Poisson arctique.  Dyrafjordur, Fjords de l'Ouest, Islande.

Cependant, Svandís Svavarsdóttir, ministre islandais de l’alimentation, de l’agriculture et de la pêche, affirme que cette évasion a eu de « graves conséquences » pour le saumon indigène. Il est de la « responsabilité sans équivoque » du titulaire du permis et de l’entreprise d’empêcher les évasions, dit-elle, ajoutant qu’elle avait mis sur pied un groupe de travail pour examiner la réglementation dans le cadre d’une révision de la Loi sur l’aquaculture.

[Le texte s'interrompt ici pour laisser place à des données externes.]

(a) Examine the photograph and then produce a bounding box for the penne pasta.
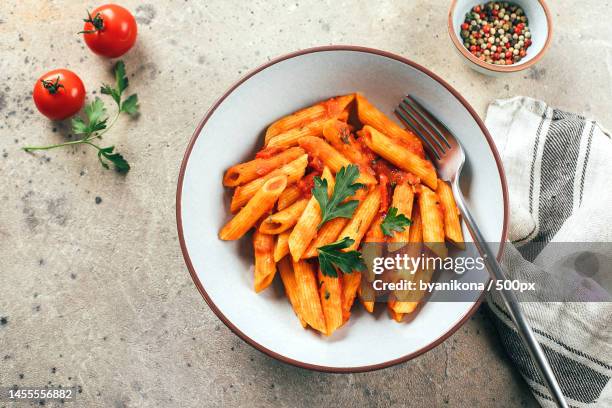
[276,184,302,211]
[339,188,380,252]
[219,94,464,336]
[342,271,361,323]
[278,257,308,328]
[253,230,276,293]
[266,120,327,147]
[318,268,342,336]
[219,175,287,241]
[419,186,446,258]
[299,136,376,184]
[293,261,327,333]
[223,147,305,187]
[230,154,308,213]
[387,205,423,322]
[302,218,349,258]
[436,180,464,248]
[323,119,374,170]
[357,278,376,313]
[274,231,291,262]
[364,126,438,190]
[264,94,355,145]
[259,198,308,234]
[356,94,425,158]
[289,167,334,262]
[388,182,414,252]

A Reykjavik, l’écrivain Simen Sætre participe à un événement organisé par l’entreprise de vêtements Patagonia, pour lancer son livre Le nouveau poisson : la vérité sur le saumon d’élevage et les conséquences que nous ne pouvons plus ignorer. Il est déçu par les autorités islandaises.

« En Norvège, le bien-être des poissons pose un gros problème. Au Canada, les autorités subissent des pressions politiques pour rester à l’écart des zones des Premières Nations et renforcer la réglementation. Aux îles Féroé, les fjords sont remplis. Mais en Islande, ils sont un peu naïfs », dit Sætre.

« Je suis surpris qu’ils soient surpris par la fuite de 3 500 poissons. Ils ont permis à l’industrie de prendre les devants et les autorités ont réagi. Mais ils arrivent toujours trop tard.